Eh bien, ton Sana éblouissant, mon très cher frère, il emplâtre miss Siamoise avec un tel brio que la rombiasse pousse des gueulées d'orfraie. Elle déclare, à s'en fissurer les cordes vocales, les soufflets et la gargante, qu'elle n'a jamais joui d'une manière aussi forte. Mon dard (que j'appelle également « mon gros Frédéric ») est un épieu incandescent planté dans sa babasse. Sa moulasse est loin d'être du produit de tripier. C'est vachement flexible, brûlant, captateur. Préhensile, tiens, je cherchais. Kif une main ! Sûr qu'afler pareille ramonée, va falloir la mettre en hibernation, Coquinette ! Qu'elle refroidisse un brin après cette traversée de l'enfer. Elle serait en métal, elle fondrait !

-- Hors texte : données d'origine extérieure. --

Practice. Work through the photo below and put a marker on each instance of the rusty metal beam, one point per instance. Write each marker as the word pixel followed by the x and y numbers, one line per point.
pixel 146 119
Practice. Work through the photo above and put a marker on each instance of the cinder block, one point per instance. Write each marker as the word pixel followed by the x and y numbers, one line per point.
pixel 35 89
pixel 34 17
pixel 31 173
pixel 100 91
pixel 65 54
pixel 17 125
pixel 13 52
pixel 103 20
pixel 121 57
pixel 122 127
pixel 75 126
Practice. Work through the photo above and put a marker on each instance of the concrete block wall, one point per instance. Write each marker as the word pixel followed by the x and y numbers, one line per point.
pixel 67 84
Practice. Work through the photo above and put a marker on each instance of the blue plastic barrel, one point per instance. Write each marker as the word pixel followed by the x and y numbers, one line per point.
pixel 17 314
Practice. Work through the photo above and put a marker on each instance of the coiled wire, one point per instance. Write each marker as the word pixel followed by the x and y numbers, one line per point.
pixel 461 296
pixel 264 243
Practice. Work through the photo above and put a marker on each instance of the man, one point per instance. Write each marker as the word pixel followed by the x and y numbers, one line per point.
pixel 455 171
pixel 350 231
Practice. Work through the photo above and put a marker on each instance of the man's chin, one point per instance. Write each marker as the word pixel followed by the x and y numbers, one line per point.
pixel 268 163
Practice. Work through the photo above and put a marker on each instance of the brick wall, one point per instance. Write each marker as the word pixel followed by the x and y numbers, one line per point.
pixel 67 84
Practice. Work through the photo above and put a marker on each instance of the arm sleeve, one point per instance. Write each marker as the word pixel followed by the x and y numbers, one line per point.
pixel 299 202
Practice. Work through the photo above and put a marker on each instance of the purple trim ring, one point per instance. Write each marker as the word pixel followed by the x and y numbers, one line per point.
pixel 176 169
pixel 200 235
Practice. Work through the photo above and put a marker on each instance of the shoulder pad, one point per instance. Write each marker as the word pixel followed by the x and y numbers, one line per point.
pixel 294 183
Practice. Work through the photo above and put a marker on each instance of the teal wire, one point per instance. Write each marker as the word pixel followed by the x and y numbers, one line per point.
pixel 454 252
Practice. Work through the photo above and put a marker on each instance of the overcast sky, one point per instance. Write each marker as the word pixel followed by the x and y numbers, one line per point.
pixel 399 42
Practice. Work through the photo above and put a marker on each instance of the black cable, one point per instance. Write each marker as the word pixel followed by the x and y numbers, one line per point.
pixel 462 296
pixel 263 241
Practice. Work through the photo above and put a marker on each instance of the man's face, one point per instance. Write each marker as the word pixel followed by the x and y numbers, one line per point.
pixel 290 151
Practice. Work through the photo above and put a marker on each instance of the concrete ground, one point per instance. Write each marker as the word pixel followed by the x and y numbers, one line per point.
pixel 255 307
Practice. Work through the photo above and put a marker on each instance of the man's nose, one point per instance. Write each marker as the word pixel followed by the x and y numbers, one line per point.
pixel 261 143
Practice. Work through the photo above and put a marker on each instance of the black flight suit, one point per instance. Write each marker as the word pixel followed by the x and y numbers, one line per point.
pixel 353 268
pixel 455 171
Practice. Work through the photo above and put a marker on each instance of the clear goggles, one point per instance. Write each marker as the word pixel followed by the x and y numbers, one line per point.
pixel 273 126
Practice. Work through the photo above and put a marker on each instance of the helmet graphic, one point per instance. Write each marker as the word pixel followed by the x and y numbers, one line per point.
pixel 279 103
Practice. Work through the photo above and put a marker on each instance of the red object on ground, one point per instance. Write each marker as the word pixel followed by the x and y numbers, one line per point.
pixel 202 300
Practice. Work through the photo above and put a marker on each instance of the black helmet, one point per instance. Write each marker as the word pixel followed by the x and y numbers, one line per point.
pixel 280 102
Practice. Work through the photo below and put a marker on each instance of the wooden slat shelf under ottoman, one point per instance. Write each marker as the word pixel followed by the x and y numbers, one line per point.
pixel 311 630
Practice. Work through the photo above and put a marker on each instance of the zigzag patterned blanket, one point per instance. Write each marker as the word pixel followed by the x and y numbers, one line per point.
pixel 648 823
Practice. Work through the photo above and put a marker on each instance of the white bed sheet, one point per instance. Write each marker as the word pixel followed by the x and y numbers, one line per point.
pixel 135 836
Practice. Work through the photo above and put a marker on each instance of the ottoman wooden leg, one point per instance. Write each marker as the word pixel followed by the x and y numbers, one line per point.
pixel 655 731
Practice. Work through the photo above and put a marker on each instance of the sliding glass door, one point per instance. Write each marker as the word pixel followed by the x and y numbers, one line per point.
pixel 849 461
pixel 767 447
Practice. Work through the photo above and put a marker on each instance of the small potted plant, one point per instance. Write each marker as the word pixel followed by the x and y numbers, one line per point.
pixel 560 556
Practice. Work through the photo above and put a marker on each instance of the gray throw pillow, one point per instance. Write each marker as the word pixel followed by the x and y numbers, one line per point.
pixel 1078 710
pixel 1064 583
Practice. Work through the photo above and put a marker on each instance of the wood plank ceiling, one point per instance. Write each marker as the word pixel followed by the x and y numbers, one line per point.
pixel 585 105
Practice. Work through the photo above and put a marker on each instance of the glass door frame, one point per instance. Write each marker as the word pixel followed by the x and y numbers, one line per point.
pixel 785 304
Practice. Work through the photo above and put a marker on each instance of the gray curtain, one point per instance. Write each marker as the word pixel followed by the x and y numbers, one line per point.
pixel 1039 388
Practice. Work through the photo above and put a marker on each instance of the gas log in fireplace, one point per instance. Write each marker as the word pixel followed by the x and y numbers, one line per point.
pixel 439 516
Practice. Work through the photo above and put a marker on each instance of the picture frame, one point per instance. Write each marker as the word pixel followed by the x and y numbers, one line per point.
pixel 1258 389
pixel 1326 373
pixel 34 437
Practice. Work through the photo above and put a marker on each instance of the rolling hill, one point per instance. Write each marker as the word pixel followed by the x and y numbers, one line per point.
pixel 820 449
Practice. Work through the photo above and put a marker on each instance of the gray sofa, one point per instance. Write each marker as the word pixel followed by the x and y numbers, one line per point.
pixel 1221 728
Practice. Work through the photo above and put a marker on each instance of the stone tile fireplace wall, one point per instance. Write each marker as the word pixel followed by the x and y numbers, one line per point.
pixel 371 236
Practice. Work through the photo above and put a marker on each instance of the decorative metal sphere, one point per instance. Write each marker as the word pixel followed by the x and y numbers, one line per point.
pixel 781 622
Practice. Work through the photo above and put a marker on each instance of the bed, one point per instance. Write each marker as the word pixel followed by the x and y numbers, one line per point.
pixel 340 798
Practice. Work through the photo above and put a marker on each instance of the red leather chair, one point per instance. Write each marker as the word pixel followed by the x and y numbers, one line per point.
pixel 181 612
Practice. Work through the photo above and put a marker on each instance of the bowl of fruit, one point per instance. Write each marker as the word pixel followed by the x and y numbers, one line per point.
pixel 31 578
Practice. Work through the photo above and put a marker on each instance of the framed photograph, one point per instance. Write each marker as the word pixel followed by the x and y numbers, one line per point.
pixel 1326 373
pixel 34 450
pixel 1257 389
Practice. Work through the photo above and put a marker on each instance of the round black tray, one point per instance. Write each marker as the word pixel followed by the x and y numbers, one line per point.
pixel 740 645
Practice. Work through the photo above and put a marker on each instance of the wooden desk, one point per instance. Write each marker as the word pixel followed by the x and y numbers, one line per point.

L'emplâtrage cosaque la rend si bruyante que ses larbinuches se pointent, craignant un assassinat. J'ignore s'ils avaient vu tirer leur patronne auparavant, mais je peux te déclarer sous la foi du serment et le tiroir de la commode, qu'ils n'en reviennent pas. Faut dire que l'exercice de Mémé époustouflerait l'homme-tronc qui a gravi l'Everest l'an dernier !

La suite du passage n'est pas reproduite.